In a world where sustainability has taken center stage, organizations are no longer on a relentless pursuit to align their strategies with Environmental, Social, and Governance (ESG) principles, they are also required to disclose information about the impact of their activities on the environment and people. As organizations strive to accelerate their sustainable transformation in line with these reporting requirements, the compass guiding their journey is the robust foundation of data governance and management.

Navigating the ESG seas

New reporting requirements are popping up like waves on the horizon and the reporting spectrum varies for each regulator and stakeholder. Organizations embarking on the sustainability reporting journey find themselves navigating a sea of regulations and reporting standards. For example, the EU Taxonomy determines whether business operations and activities are effectively sustainable and beneficial for the environment. Its classification system is in line with the Corporate Sustainability Reporting Directive (CSRD), which ensures the transparency and reliability of ESG information and makes sure the information is consistent and comparable, enabling stakeholders to make informed decisions. As you navigate these and other standards, remember they all serve the same purpose: a more sustainable future! 

Turbulent waters

Today, organizations are on a quest to build a sustainable future, investing time, resources, and energy into various sustainability measures. However, a silent enemy – data inefficiency – threatens to drain their sustainability reporting teams’ energy and divert focus. Reporting on ESG is hard because the information required by these ESG regulations isn't always readily available within the company and new data about environmental, social, and governance topics needs to be collected from a wide variety of internal and external data sources. This complexity, combined with the ever-evolving reporting standards for ESG, can turn into a fog that leads to misinterpretations errors and delays, making it impossible for a sustainability reporting team to navigate on its own. 

Lighthouse in the fog

Luckily, proper data governance and management will help guide your ship through this fog, paving the way for reliable and impactful ESG reporting. Let’s have a look at the following example of an energy company, observing how it navigates the challenges that the ESG landscape must undergo.

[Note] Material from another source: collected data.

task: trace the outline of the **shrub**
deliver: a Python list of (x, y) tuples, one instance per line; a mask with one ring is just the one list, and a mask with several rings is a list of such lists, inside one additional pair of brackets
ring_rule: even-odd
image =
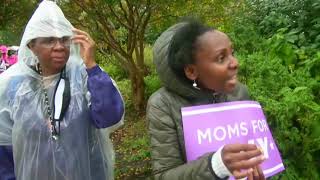
[(132, 92), (131, 92), (131, 82), (128, 79), (123, 79), (117, 81), (119, 90), (125, 102), (125, 108), (127, 111), (132, 111), (133, 109), (133, 102), (132, 102)]
[(242, 80), (264, 107), (286, 171), (273, 179), (319, 179), (319, 86), (304, 67), (290, 69), (272, 52), (239, 55)]
[(146, 85), (146, 89), (145, 89), (146, 100), (148, 100), (149, 97), (152, 95), (152, 93), (154, 93), (156, 90), (158, 90), (161, 87), (161, 81), (157, 74), (152, 73), (151, 75), (146, 76), (144, 78), (144, 82)]
[(320, 2), (318, 0), (247, 0), (247, 18), (259, 27), (262, 35), (270, 37), (279, 29), (297, 34), (300, 46), (320, 47)]
[(106, 71), (112, 79), (119, 81), (128, 78), (128, 73), (121, 68), (120, 63), (113, 55), (96, 54), (96, 59), (104, 71)]

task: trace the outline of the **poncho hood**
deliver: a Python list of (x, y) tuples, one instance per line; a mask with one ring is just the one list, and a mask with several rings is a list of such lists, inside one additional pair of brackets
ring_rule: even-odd
[[(44, 0), (39, 4), (31, 19), (29, 20), (18, 52), (18, 60), (28, 66), (38, 63), (37, 57), (27, 47), (28, 43), (38, 37), (63, 37), (72, 36), (73, 26), (65, 18), (61, 9), (53, 1)], [(70, 57), (77, 55), (76, 46), (71, 45)], [(78, 58), (80, 58), (78, 56)]]

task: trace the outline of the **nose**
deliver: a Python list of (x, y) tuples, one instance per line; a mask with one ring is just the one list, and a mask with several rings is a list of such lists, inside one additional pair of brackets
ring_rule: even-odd
[(229, 68), (230, 69), (238, 69), (239, 67), (239, 62), (238, 62), (238, 59), (234, 56), (231, 56), (231, 59), (230, 59), (230, 63), (229, 63)]

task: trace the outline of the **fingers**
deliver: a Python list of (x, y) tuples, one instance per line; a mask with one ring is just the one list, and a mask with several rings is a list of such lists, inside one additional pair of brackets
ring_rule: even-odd
[(262, 171), (260, 166), (257, 166), (257, 171), (258, 171), (258, 174), (259, 174), (259, 177), (260, 177), (259, 180), (265, 180), (266, 178), (264, 177), (263, 171)]
[(74, 35), (72, 39), (82, 39), (82, 40), (87, 40), (89, 38), (88, 36), (85, 35)]
[(231, 169), (248, 169), (265, 160), (261, 148), (253, 144), (229, 144), (222, 149), (222, 160)]
[(250, 151), (241, 151), (237, 153), (229, 153), (225, 156), (225, 162), (232, 162), (232, 161), (241, 161), (241, 160), (249, 160), (251, 158), (261, 156), (263, 152), (260, 149), (250, 150)]
[(253, 169), (250, 168), (248, 170), (234, 170), (232, 172), (232, 175), (235, 177), (235, 179), (242, 179), (245, 177), (249, 177), (250, 175), (252, 175)]
[(248, 180), (253, 180), (253, 173), (249, 173)]
[[(222, 160), (236, 179), (264, 179), (259, 165), (265, 160), (263, 150), (254, 144), (229, 144), (222, 149)], [(259, 168), (258, 168), (259, 167)]]
[(229, 164), (230, 169), (249, 169), (261, 164), (265, 160), (264, 156), (253, 157), (249, 160), (235, 161)]
[(260, 166), (255, 166), (253, 171), (248, 174), (248, 180), (265, 180), (263, 171)]
[(80, 35), (84, 35), (84, 36), (89, 36), (89, 34), (88, 34), (87, 32), (82, 31), (82, 30), (80, 30), (80, 29), (74, 28), (72, 31), (75, 32), (76, 34), (80, 34)]
[(85, 32), (85, 31), (81, 31), (80, 29), (73, 29), (72, 30), (75, 35), (72, 37), (72, 40), (74, 43), (90, 43), (92, 45), (95, 44), (95, 42), (93, 41), (93, 39), (90, 37), (90, 35)]
[(72, 42), (74, 43), (89, 43), (89, 44), (92, 44), (94, 45), (94, 41), (90, 38), (90, 37), (87, 37), (87, 36), (84, 36), (84, 35), (75, 35), (72, 37)]
[(254, 167), (253, 168), (253, 178), (254, 178), (254, 180), (260, 180), (260, 174), (259, 174), (259, 172), (258, 172), (258, 169), (257, 169), (257, 167)]
[(240, 152), (258, 149), (254, 144), (227, 144), (223, 147), (225, 152)]
[(265, 180), (263, 171), (260, 166), (255, 166), (254, 168), (250, 168), (247, 171), (239, 171), (234, 170), (232, 173), (235, 177), (235, 179), (244, 179), (247, 178), (247, 180)]

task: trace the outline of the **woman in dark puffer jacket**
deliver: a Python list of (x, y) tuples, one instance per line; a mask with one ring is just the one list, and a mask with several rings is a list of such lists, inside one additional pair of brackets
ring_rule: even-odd
[(252, 144), (227, 144), (217, 152), (187, 162), (181, 108), (248, 100), (237, 81), (238, 61), (226, 34), (196, 21), (178, 23), (154, 45), (154, 63), (163, 86), (148, 101), (156, 179), (265, 179), (262, 151)]

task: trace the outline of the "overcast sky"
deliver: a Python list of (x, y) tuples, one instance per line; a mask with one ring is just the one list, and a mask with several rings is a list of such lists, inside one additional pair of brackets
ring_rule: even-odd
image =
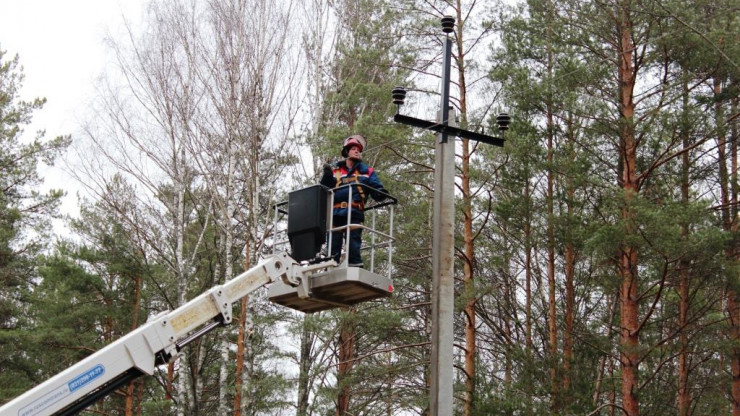
[[(46, 137), (73, 134), (94, 93), (95, 79), (104, 71), (106, 33), (120, 33), (123, 16), (138, 20), (146, 0), (0, 0), (0, 50), (5, 59), (18, 54), (25, 82), (24, 100), (46, 97), (34, 113), (26, 135), (38, 129)], [(68, 178), (57, 169), (42, 172), (47, 184), (67, 188)], [(72, 190), (74, 193), (74, 190)], [(76, 200), (65, 201), (76, 211)]]

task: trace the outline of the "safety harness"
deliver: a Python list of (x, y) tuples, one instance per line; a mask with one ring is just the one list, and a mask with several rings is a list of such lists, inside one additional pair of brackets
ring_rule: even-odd
[[(360, 183), (360, 173), (357, 171), (357, 168), (354, 168), (354, 173), (352, 175), (349, 175), (349, 171), (347, 172), (347, 176), (342, 177), (342, 169), (336, 169), (334, 171), (334, 178), (336, 179), (336, 185), (334, 188), (339, 188), (340, 186), (351, 184), (351, 183)], [(367, 175), (362, 175), (367, 176)], [(357, 189), (357, 192), (360, 194), (360, 201), (352, 201), (352, 208), (356, 208), (359, 210), (365, 209), (365, 191), (362, 189), (362, 186), (355, 187)], [(353, 198), (354, 199), (354, 198)], [(334, 208), (347, 208), (349, 204), (345, 202), (339, 202), (334, 204)]]

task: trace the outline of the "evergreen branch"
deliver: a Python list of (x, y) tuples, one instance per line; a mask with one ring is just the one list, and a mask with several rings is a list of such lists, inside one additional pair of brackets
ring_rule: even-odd
[(622, 406), (620, 406), (620, 405), (618, 405), (616, 403), (604, 403), (601, 406), (597, 407), (593, 412), (587, 414), (586, 416), (594, 416), (594, 415), (597, 415), (597, 414), (599, 414), (599, 412), (601, 412), (601, 409), (604, 409), (606, 407), (614, 407), (614, 408), (617, 408), (617, 409), (621, 410), (625, 415), (629, 416), (629, 413), (627, 413), (627, 410), (624, 407), (622, 407)]
[(647, 177), (650, 176), (653, 173), (653, 171), (655, 171), (659, 167), (665, 165), (666, 163), (668, 163), (671, 160), (673, 160), (673, 159), (675, 159), (675, 158), (683, 155), (686, 152), (690, 152), (690, 151), (696, 149), (697, 147), (703, 145), (704, 143), (706, 143), (709, 140), (710, 140), (710, 137), (709, 136), (706, 136), (704, 139), (697, 140), (694, 144), (692, 144), (692, 145), (690, 145), (688, 147), (685, 147), (685, 148), (683, 148), (683, 149), (681, 149), (681, 150), (679, 150), (679, 151), (677, 151), (677, 152), (675, 152), (673, 154), (670, 154), (670, 155), (668, 154), (668, 152), (670, 151), (671, 147), (670, 146), (666, 147), (666, 149), (663, 151), (663, 153), (661, 153), (657, 158), (655, 158), (655, 161), (653, 163), (651, 163), (650, 166), (647, 169), (645, 169), (644, 171), (642, 171), (642, 173), (640, 173), (639, 175), (637, 175), (638, 187), (642, 186), (643, 181), (645, 181), (647, 179)]
[(716, 44), (715, 44), (714, 42), (712, 42), (712, 41), (711, 41), (711, 40), (710, 40), (710, 39), (709, 39), (709, 38), (708, 38), (708, 37), (707, 37), (707, 36), (706, 36), (706, 35), (705, 35), (704, 33), (700, 32), (700, 31), (699, 31), (698, 29), (696, 29), (695, 27), (691, 26), (690, 24), (688, 24), (687, 22), (685, 22), (685, 21), (684, 21), (683, 19), (681, 19), (680, 17), (678, 17), (677, 15), (675, 15), (675, 14), (674, 14), (673, 12), (671, 12), (670, 10), (668, 10), (668, 8), (667, 8), (666, 6), (664, 6), (664, 5), (663, 5), (663, 3), (661, 3), (661, 2), (658, 2), (658, 5), (660, 6), (660, 8), (661, 8), (661, 9), (665, 10), (665, 12), (666, 12), (666, 13), (668, 13), (668, 16), (672, 17), (672, 18), (673, 18), (673, 19), (675, 19), (675, 20), (676, 20), (676, 21), (677, 21), (678, 23), (682, 24), (682, 25), (683, 25), (683, 26), (685, 26), (685, 27), (686, 27), (687, 29), (689, 29), (690, 31), (692, 31), (692, 32), (693, 32), (694, 34), (696, 34), (696, 35), (698, 35), (698, 36), (699, 36), (700, 38), (702, 38), (702, 39), (703, 39), (703, 40), (704, 40), (705, 42), (707, 42), (707, 43), (709, 44), (709, 46), (711, 46), (711, 47), (712, 47), (712, 49), (714, 49), (714, 50), (715, 50), (715, 52), (717, 52), (717, 53), (718, 53), (718, 54), (719, 54), (719, 55), (720, 55), (720, 56), (721, 56), (721, 57), (722, 57), (722, 58), (723, 58), (723, 59), (724, 59), (725, 61), (727, 61), (727, 62), (728, 62), (728, 63), (729, 63), (730, 65), (732, 65), (733, 67), (735, 67), (735, 69), (737, 69), (737, 70), (740, 70), (740, 66), (738, 66), (738, 64), (736, 64), (736, 63), (735, 63), (735, 62), (734, 62), (734, 61), (733, 61), (733, 60), (732, 60), (732, 59), (731, 59), (731, 58), (730, 58), (729, 56), (727, 56), (727, 54), (726, 54), (726, 53), (724, 53), (724, 52), (722, 51), (722, 49), (720, 49), (720, 48), (719, 48), (719, 46), (717, 46), (717, 45), (716, 45)]
[(418, 307), (422, 307), (422, 306), (429, 306), (431, 304), (432, 304), (432, 302), (412, 303), (411, 305), (406, 305), (406, 306), (401, 306), (401, 307), (395, 308), (395, 310), (402, 311), (404, 309), (412, 309), (412, 308), (418, 308)]
[(399, 345), (397, 347), (391, 347), (391, 348), (386, 348), (386, 349), (383, 349), (383, 350), (377, 350), (377, 351), (373, 351), (373, 352), (368, 353), (368, 354), (365, 354), (365, 355), (361, 355), (359, 357), (352, 358), (351, 360), (337, 362), (332, 367), (337, 367), (339, 365), (344, 365), (344, 364), (353, 364), (355, 361), (360, 361), (360, 360), (363, 360), (365, 358), (372, 357), (373, 355), (382, 354), (384, 352), (393, 352), (393, 351), (400, 350), (400, 349), (405, 349), (405, 348), (425, 347), (425, 346), (431, 345), (431, 344), (432, 343), (430, 341), (426, 341), (426, 342), (419, 342), (417, 344), (405, 344), (405, 345)]
[(478, 231), (473, 236), (473, 240), (477, 240), (478, 236), (483, 232), (483, 230), (486, 229), (486, 225), (488, 225), (488, 221), (491, 219), (491, 212), (493, 212), (493, 197), (491, 196), (491, 192), (488, 192), (489, 198), (488, 198), (488, 209), (486, 210), (486, 217), (483, 219), (483, 224), (481, 224), (480, 227), (478, 227)]

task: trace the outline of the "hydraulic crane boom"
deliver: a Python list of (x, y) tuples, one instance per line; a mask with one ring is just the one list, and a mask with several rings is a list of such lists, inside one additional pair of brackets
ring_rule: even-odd
[[(334, 262), (324, 264), (335, 265)], [(231, 305), (277, 280), (304, 291), (321, 265), (300, 266), (285, 253), (273, 255), (185, 305), (165, 311), (100, 351), (0, 408), (0, 416), (71, 415), (130, 380), (152, 375), (185, 345), (231, 322)], [(301, 284), (303, 282), (303, 284)]]
[[(288, 217), (286, 231), (291, 256), (295, 258), (286, 253), (274, 254), (179, 308), (160, 313), (100, 351), (0, 407), (0, 416), (76, 414), (129, 381), (139, 376), (153, 375), (158, 365), (174, 360), (183, 347), (212, 329), (230, 323), (234, 302), (270, 283), (276, 283), (268, 293), (270, 301), (305, 313), (391, 296), (393, 205), (398, 200), (384, 194), (385, 202), (364, 208), (366, 212), (372, 211), (372, 227), (353, 224), (353, 227), (366, 229), (372, 235), (370, 245), (365, 247), (370, 249), (370, 268), (365, 270), (349, 267), (346, 260), (337, 267), (334, 260), (318, 256), (325, 240), (324, 234), (349, 233), (350, 230), (350, 227), (331, 226), (331, 191), (314, 185), (290, 195), (286, 213), (292, 209), (293, 215)], [(375, 213), (378, 208), (386, 206), (390, 207), (390, 215), (388, 232), (384, 233), (375, 229)], [(279, 228), (278, 212), (283, 211), (276, 205), (275, 230)], [(327, 227), (326, 224), (330, 225)], [(329, 246), (330, 243), (327, 244), (327, 252)], [(376, 247), (385, 247), (387, 250), (387, 276), (373, 271)], [(303, 265), (298, 261), (302, 261)]]

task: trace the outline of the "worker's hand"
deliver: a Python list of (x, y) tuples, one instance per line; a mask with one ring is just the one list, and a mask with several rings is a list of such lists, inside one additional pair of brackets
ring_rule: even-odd
[[(383, 189), (383, 192), (386, 192), (386, 190)], [(387, 198), (385, 194), (381, 194), (380, 192), (374, 192), (372, 197), (376, 202), (383, 202)]]
[(334, 178), (334, 171), (331, 168), (331, 165), (328, 163), (324, 163), (324, 174), (321, 176), (321, 183), (324, 186), (333, 187), (333, 178)]

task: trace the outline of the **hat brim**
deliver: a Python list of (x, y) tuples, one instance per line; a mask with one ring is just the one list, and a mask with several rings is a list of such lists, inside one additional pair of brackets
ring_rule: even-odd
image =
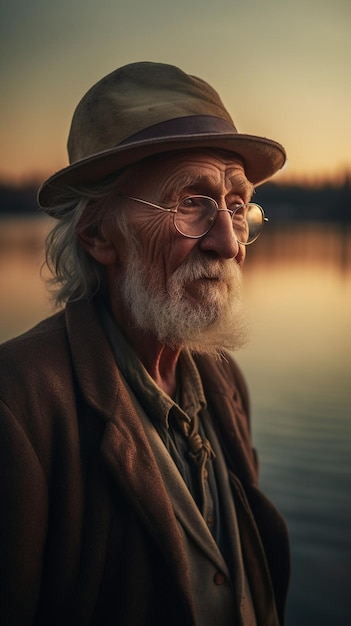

The energy company is required to disclose information on Scope 1 greenhouse gas (GHG) emissions (ESRS E1 Climate Change, Disclosure Requirement E1-7). This company, armed with robust systems for energy monitoring and emission tracking, is well-positioned for carbon accounting. There is a dedicated team in place, armed with the right tools and skills for managing the data and ensuring its quality. Ownership is clear: experts from the business make sure the necessary information is provided in time toward the sustainability reporting team. Accurate and transparent reporting on Scope 1 GHG emissions? Check!

Imagine that same energy company having to disclose information on business conduct, more precisely providing the total number and nature of confirmed incidents of corruption or bribery (ESRS G2 Business Conduct, Disclosure Requirement G2-3). Even if they already have a whistleblowing procedure in place, there is no dedicated tool. A bunch of e-mails, PDF files, and best case, Excel files are scattered throughout inboxes and network drives. Speaking of sustainability: how on earth will the sustainability reporting team make the reporting itself sustainable? Unlike the mature carbon accounting process, this is uncharted territory.

This difference in maturity within an organization regarding the reporting topics creates complexity and is difficult to deal with. Regardless of the maturity, for every aspect of ESG reporting it is important that clear roles and responsibilities are defined. Where the disclosing of information and ESG reporting itself is the responsibility of the sustainability reporting team, ownership of the underlying data elements lies within the business. Organizations should have a clear approach or process for every reporting requirement on how the necessary data is going to be collected and how its quality will be ensured, which will often require involved employees to follow education programs and training to learn about less familiar topics.  

Sailing forward – Benefits await

As the landscape evolves, data governance and management offer a steady compass, pointing the way to a more sustainable, transparent, and responsible tomorrow.

Organizations can navigate this evolving landscape by:

  1. Determining the relevant regulations
  2. Gauging the overall data and reporting maturity
  3. Aligning ESG reporting practices with generic best practices

By implementing data governance and management, ESG (reporting) efforts can be easily rerouted in response to new regulations, ensuring sustainability reporting itself becomes sustainable!